Remember the famous ad where the runner threw a sledgehammer at Big Brother on the giant screen. Well, Apple has long since outgrown that rebellious mindset if it ever was there, and the whole spiel was not just sour grapes of being so small compared to Big Blue. Well, for all its design skills, Apple is a closed shop and has no intention of joining the open movement anytime soon. Being the perennial media darling, Apple gets away with a lot of things that IBM and Microsoft would never get away with.
Until now:
Ed Bott, a veteran computer journalist, virtually screams at the guys in Cupertino in his latest PC Magazine blog post about the end-user license agreement (EULA) Apple attached to its new iBooks Author program:
"I have never seen a EULA as mind-bogglingly greedy and evil as Apple’s EULA for its new ebook authoring program."He continues:
"For people like me, who write and sell books, access to multiple markets is essential.
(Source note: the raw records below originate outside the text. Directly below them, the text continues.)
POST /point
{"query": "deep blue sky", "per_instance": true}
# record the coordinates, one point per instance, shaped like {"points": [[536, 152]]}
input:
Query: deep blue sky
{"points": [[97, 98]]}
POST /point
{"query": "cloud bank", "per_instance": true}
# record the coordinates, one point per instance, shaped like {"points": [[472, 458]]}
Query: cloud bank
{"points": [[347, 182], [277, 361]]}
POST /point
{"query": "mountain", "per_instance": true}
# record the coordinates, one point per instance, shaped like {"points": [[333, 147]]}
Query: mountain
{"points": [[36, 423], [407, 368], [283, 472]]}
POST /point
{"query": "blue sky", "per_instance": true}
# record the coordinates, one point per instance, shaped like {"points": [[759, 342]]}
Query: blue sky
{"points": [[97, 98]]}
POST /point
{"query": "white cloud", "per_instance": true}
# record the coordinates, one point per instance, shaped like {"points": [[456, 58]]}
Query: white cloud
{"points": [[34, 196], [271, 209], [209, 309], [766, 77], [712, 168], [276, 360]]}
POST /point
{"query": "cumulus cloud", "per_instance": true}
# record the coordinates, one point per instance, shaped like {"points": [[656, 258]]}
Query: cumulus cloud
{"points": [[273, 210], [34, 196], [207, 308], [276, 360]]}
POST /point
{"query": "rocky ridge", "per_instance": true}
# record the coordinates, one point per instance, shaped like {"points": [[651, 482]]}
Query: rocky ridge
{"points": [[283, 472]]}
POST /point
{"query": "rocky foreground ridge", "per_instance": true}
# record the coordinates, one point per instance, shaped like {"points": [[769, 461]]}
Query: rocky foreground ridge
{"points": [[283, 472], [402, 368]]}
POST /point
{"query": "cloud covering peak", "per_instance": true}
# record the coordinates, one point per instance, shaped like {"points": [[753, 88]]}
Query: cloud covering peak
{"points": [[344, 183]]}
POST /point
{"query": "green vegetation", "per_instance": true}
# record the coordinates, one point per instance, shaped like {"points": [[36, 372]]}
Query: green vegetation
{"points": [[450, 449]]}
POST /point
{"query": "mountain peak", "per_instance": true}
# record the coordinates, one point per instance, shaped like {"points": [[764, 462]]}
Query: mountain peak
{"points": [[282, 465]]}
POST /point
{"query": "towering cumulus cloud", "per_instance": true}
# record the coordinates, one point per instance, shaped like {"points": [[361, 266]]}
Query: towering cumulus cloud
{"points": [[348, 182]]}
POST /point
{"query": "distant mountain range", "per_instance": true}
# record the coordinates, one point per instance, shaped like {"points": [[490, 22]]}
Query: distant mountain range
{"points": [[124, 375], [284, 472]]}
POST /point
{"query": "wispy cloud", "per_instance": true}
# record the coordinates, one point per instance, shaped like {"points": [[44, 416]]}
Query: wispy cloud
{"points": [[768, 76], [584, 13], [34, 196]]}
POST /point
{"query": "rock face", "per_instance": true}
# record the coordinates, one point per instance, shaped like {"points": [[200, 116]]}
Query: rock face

But that’s prohibited:
Apple, in this EULA, is claiming a right not just to its software, but to its software’s output. It’s akin to Microsoft trying to restrict what people can do with Word documents, or Adobe declaring that if you use Photoshop to export a JPEG, you can’t freely sell it to Getty. As far as I know, in the consumer software industry, this practice is unprecedented.
Exactly: Imagine if Microsoft said you had to pay them 30% of your speaking fees if you used a PowerPoint deck in a speech."Is that Apple getting rotten?